Often, as in our exercise, we come across these equations while solving initial value problems or determining eigenvectors.
Our solution process involves setting up and solving a system of linear equations derived from expressing \( (A-\lambda_iI)\mathbf{v}_i = \mathbf{0} \).
This is essential when finding eigenvectors. Similarly, solving for constants \( c_1 \) and \( c_2 \) requires solving a linear system based on the initial condition:

• \( \begin{pmatrix} 2 \ 4 \end{pmatrix} = c_1\begin{pmatrix} 1 \ 1 \end{pmatrix} + c_2\begin{pmatrix} 1 \ -\frac{1}{2} \end{pmatrix} \)

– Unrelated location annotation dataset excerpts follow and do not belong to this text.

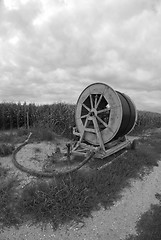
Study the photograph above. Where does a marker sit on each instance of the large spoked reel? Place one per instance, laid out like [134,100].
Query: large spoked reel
[103,118]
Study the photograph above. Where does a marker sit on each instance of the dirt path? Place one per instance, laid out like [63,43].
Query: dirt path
[113,224]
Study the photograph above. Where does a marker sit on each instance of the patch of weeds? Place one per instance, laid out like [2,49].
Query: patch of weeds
[67,200]
[41,134]
[3,171]
[6,149]
[7,137]
[148,227]
[22,132]
[75,196]
[8,201]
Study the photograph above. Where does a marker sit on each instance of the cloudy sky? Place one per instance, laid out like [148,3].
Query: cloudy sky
[50,50]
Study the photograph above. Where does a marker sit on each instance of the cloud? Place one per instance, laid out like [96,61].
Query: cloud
[51,50]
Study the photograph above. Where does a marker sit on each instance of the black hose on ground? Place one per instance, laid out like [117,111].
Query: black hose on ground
[41,173]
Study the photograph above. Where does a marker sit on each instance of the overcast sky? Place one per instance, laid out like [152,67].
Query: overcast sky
[50,50]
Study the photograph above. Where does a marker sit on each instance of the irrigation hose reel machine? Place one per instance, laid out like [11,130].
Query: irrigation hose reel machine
[103,118]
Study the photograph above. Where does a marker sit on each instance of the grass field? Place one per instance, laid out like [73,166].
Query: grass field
[72,196]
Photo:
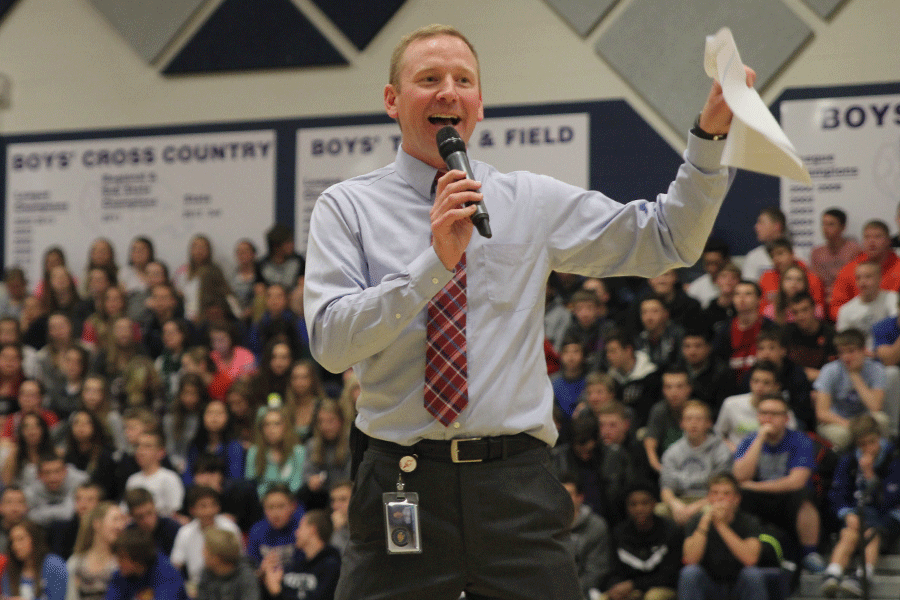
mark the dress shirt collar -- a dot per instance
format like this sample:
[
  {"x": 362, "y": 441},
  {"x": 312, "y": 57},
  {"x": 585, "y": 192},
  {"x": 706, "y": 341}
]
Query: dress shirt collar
[{"x": 417, "y": 174}]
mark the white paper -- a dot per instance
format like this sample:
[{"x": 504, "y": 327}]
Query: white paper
[{"x": 755, "y": 141}]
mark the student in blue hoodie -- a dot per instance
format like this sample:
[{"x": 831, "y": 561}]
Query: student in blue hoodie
[
  {"x": 275, "y": 533},
  {"x": 144, "y": 572},
  {"x": 313, "y": 572},
  {"x": 873, "y": 471}
]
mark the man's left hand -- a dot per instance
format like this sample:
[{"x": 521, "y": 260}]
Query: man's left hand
[{"x": 716, "y": 116}]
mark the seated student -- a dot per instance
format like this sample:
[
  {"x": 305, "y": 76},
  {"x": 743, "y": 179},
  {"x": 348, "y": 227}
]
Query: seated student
[
  {"x": 313, "y": 571},
  {"x": 588, "y": 539},
  {"x": 721, "y": 548},
  {"x": 638, "y": 378},
  {"x": 144, "y": 517},
  {"x": 32, "y": 571},
  {"x": 708, "y": 374},
  {"x": 590, "y": 324},
  {"x": 716, "y": 255},
  {"x": 873, "y": 473},
  {"x": 274, "y": 534},
  {"x": 569, "y": 382},
  {"x": 738, "y": 415},
  {"x": 143, "y": 572},
  {"x": 827, "y": 260},
  {"x": 774, "y": 466},
  {"x": 689, "y": 463},
  {"x": 187, "y": 552},
  {"x": 781, "y": 251},
  {"x": 736, "y": 341},
  {"x": 796, "y": 388},
  {"x": 810, "y": 340},
  {"x": 227, "y": 572},
  {"x": 340, "y": 507},
  {"x": 664, "y": 424},
  {"x": 850, "y": 386},
  {"x": 13, "y": 510},
  {"x": 164, "y": 484},
  {"x": 622, "y": 460},
  {"x": 886, "y": 340},
  {"x": 52, "y": 497},
  {"x": 877, "y": 246},
  {"x": 646, "y": 553},
  {"x": 660, "y": 336},
  {"x": 582, "y": 457},
  {"x": 871, "y": 305}
]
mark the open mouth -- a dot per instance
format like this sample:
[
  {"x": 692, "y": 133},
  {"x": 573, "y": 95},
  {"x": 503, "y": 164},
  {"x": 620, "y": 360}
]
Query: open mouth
[{"x": 443, "y": 120}]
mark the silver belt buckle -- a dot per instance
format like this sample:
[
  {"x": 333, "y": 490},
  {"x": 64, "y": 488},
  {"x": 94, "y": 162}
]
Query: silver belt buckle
[{"x": 454, "y": 450}]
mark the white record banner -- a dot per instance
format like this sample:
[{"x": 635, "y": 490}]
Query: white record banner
[
  {"x": 167, "y": 188},
  {"x": 556, "y": 145},
  {"x": 851, "y": 147}
]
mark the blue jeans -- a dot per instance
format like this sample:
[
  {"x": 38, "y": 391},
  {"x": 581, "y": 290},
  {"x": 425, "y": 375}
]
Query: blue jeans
[{"x": 695, "y": 584}]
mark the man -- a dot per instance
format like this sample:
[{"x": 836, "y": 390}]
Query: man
[
  {"x": 370, "y": 277},
  {"x": 877, "y": 245},
  {"x": 773, "y": 466},
  {"x": 721, "y": 548},
  {"x": 770, "y": 225},
  {"x": 827, "y": 260},
  {"x": 716, "y": 255},
  {"x": 870, "y": 306}
]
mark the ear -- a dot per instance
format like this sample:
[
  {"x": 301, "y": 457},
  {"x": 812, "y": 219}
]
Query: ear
[{"x": 390, "y": 101}]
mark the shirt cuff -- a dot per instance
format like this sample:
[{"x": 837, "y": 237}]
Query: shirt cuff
[{"x": 706, "y": 155}]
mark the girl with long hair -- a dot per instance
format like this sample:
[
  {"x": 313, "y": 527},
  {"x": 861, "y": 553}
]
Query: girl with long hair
[
  {"x": 276, "y": 457},
  {"x": 93, "y": 563},
  {"x": 32, "y": 571}
]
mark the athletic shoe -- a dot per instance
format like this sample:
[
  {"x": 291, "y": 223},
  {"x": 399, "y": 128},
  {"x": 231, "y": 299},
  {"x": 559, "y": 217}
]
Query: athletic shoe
[
  {"x": 814, "y": 563},
  {"x": 830, "y": 586},
  {"x": 852, "y": 586}
]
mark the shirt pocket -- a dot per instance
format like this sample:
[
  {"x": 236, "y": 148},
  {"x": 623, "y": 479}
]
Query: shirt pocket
[{"x": 511, "y": 279}]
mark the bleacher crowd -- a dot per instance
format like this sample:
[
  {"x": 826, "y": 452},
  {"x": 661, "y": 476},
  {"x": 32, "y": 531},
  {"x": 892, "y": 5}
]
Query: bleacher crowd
[{"x": 167, "y": 429}]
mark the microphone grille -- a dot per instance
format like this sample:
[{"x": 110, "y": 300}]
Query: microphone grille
[{"x": 448, "y": 141}]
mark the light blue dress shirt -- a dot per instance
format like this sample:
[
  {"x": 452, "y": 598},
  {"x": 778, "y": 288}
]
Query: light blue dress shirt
[{"x": 371, "y": 271}]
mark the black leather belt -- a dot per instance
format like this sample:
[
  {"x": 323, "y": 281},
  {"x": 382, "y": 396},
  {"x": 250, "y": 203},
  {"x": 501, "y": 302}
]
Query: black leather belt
[{"x": 464, "y": 450}]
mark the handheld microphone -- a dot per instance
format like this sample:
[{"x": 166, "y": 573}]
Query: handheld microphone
[{"x": 453, "y": 150}]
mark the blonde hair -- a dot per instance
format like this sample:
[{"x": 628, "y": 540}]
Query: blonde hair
[{"x": 428, "y": 31}]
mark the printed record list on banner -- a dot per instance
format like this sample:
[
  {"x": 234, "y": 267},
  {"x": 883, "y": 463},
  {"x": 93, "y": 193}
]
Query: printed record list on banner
[
  {"x": 167, "y": 188},
  {"x": 851, "y": 147},
  {"x": 555, "y": 145}
]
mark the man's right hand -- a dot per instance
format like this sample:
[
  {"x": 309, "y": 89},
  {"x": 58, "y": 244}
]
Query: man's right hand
[{"x": 451, "y": 225}]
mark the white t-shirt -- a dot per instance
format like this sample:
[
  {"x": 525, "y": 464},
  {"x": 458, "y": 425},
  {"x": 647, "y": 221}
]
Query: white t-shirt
[
  {"x": 165, "y": 486},
  {"x": 863, "y": 315},
  {"x": 188, "y": 547}
]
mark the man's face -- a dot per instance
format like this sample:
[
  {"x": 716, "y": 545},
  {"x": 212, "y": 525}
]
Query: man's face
[
  {"x": 775, "y": 414},
  {"x": 13, "y": 506},
  {"x": 695, "y": 350},
  {"x": 438, "y": 85},
  {"x": 676, "y": 389},
  {"x": 831, "y": 227},
  {"x": 144, "y": 517},
  {"x": 613, "y": 429},
  {"x": 278, "y": 509},
  {"x": 53, "y": 474},
  {"x": 876, "y": 242},
  {"x": 868, "y": 280},
  {"x": 745, "y": 298},
  {"x": 763, "y": 383},
  {"x": 654, "y": 315},
  {"x": 770, "y": 350}
]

Gaining proficiency in resolving such systems helps understand underlying patterns in more complex problems and supports the crafting of the final solution.

Asymptotic Behavior

The asymptotic behavior of a function describes what happens to its values as time goes to infinity. It's crucial for understanding the long-term trends of solutions in differential equations.
In our exercise, after finding the solution, we examine what happens as \( t \to \infty \). The influence of each term in the solution diminishes as the exponential functions \( e^{-t} \) and \( e^{-3t} \) approach zero.
This results in the solution \( \mathbf{x}(t) \) converging to the zero vector:

• This convergence signifies the system stabilizing over time, displaying how initial effects vanish, and the system's trajectory calms to a steady state.

Understanding asymptotic behavior is vital for many applications as it reveals how systems behave in the long-run, providing insights into the stability and sustainability of solutions.